UK Biobank data from 500,000 volunteers listed for sale on Alibaba after Chinese research institutions broke access agreements


Summary: Genetic, medical, and lifestyle data from all 500,000 UK Biobank volunteers was listed for sale on Alibaba after three Chinese research institutions with legitimate access violated their data-sharing agreements. The data was de-identified but includes genome sequences, hospital diagnoses, and biological measures that experts say can be re-identified. Alibaba removed the listings before any sales were made, UK Biobank has paused all external data access, and the ICO is investigating. A March investigation had already found the data leaked dozens of times via GitHub.
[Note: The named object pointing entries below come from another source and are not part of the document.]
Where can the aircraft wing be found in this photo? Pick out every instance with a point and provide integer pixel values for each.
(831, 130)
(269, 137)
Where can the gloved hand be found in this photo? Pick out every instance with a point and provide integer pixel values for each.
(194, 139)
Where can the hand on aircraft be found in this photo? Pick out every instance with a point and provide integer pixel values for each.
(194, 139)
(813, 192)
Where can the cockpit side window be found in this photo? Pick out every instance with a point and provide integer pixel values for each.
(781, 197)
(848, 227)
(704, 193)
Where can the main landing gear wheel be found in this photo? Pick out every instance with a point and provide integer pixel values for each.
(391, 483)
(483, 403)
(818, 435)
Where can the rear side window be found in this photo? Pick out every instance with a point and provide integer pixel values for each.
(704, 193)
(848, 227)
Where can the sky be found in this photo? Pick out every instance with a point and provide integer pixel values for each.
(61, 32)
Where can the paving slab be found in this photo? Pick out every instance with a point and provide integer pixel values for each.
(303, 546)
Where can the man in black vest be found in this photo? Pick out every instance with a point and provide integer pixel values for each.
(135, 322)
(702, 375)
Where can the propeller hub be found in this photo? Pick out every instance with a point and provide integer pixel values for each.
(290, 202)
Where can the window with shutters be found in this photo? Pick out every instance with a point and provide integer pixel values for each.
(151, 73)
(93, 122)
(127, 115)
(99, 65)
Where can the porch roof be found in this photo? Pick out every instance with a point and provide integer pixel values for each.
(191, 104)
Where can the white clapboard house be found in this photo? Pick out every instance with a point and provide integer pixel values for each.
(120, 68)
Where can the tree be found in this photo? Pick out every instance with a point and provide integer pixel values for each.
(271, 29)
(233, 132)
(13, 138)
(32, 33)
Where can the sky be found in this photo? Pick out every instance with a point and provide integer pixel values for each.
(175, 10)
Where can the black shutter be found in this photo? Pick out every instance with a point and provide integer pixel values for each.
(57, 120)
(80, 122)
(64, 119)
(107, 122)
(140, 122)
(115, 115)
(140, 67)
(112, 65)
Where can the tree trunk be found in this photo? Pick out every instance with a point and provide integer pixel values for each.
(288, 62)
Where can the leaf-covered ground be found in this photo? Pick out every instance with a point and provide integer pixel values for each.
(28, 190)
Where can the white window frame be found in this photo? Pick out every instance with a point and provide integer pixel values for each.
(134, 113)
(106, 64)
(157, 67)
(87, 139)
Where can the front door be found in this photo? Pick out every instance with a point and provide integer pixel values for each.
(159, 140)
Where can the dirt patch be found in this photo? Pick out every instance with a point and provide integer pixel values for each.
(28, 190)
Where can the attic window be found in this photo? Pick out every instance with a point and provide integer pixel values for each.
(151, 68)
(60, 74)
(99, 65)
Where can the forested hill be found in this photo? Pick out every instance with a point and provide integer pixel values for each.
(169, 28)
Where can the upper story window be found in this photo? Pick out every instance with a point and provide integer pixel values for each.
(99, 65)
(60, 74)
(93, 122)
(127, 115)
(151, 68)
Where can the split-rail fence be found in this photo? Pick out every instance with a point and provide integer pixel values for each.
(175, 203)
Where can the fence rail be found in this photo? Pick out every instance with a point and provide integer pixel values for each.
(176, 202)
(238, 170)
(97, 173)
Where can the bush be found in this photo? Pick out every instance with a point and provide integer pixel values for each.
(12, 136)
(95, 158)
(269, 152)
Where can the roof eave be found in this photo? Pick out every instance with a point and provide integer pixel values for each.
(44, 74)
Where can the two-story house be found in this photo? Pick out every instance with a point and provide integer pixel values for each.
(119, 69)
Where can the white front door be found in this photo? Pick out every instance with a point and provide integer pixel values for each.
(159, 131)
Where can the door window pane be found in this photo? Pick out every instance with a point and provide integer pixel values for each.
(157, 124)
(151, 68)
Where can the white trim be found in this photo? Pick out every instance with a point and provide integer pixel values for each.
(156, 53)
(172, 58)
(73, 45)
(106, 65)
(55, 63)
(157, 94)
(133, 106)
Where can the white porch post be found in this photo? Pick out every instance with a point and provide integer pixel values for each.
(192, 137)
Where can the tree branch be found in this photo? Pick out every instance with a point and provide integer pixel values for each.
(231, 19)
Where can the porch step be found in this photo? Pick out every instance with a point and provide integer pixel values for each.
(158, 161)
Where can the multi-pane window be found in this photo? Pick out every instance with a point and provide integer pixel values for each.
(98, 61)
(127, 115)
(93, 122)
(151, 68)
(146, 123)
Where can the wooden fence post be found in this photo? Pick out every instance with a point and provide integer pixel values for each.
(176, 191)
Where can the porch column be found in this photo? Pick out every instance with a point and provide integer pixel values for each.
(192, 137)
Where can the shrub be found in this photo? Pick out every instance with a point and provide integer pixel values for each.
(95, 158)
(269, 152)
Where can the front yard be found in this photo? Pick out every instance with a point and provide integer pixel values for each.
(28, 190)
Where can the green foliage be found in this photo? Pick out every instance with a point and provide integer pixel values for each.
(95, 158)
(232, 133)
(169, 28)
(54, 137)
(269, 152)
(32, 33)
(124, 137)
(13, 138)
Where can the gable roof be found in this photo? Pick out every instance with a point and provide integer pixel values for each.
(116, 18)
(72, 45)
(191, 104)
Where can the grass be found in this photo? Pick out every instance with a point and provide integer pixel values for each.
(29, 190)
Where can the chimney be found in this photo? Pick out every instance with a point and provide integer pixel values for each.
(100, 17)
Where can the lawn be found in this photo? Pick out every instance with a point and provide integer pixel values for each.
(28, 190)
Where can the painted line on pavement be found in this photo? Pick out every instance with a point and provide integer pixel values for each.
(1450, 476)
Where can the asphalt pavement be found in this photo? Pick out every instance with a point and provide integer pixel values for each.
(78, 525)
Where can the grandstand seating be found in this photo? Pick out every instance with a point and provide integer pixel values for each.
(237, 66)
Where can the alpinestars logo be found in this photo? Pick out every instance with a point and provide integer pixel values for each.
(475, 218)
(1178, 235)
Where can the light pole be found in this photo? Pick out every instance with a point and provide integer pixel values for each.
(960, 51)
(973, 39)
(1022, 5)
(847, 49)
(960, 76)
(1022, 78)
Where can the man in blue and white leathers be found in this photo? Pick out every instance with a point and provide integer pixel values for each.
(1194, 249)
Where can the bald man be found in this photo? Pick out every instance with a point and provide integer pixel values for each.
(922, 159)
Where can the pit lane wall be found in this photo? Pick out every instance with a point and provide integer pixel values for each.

The genetic, medical, and lifestyle data of 500,000 British volunteers was listed for sale on Alibaba’s e-commerce platform in China this week, the UK government confirmed on Wednesday, in a breach that did not require a single line of malicious code. Three research institutions in China that had been granted legitimate access to UK Biobank’s database downloaded the data, then listed it for sale. It was not a hack. It was a contract violation by trusted researchers, and that distinction makes it worse, not better, because it exposes a vulnerability that no firewall can fix: the entire model of open research data sharing assumes that everyone who receives the data will follow the rules.

Ian Murray, the Minister of State, told the House of Commons that UK Biobank informed the government on Monday 20 April that three listings had been identified on Alibaba, with at least one appearing to contain data from all 500,000 participants. The data was de-identified, meaning it did not include names, addresses, contact details, or NHS numbers. It did include gender, age, month and year of birth, socio-economic status, lifestyle habits, and measures from biological samples. With support from both the UK and Chinese governments, Alibaba removed the listings before any sales were made. The three institutions had their access revoked. UK Biobank has paused all external data access while it develops a technical solution to prevent bulk downloads, and has referred itself to the Information Commissioner’s Office.

What UK Biobank holds

UK Biobank is one of the most valuable biomedical research resources in the world. Between 2006 and 2010, it recruited 500,000 volunteers aged 40 to 69 across Great Britain, who consented to share their health data and be followed for at least 30 years. The database now holds more than 10,000 variables per participant, including whole genome sequences for all 500,000 volunteers (released in full in 2023), blood and urine biomarkers, brain and body imaging scans, hospital diagnosis records, GP data, and detailed lifestyle questionnaires. Approximately 22,000 researchers worldwide have access to the data for approved studies into cancer, heart disease, diabetes, Alzheimer’s, and other conditions. The resource has generated thousands of peer-reviewed papers and is considered foundational to modern genomic medicine.

The 💜 of EU tech

The latest rumblings from the EU tech scene, a story from our wise ol’ founder Boris, and some questionable AI art. It’s free, every week, in your inbox. Sign up now!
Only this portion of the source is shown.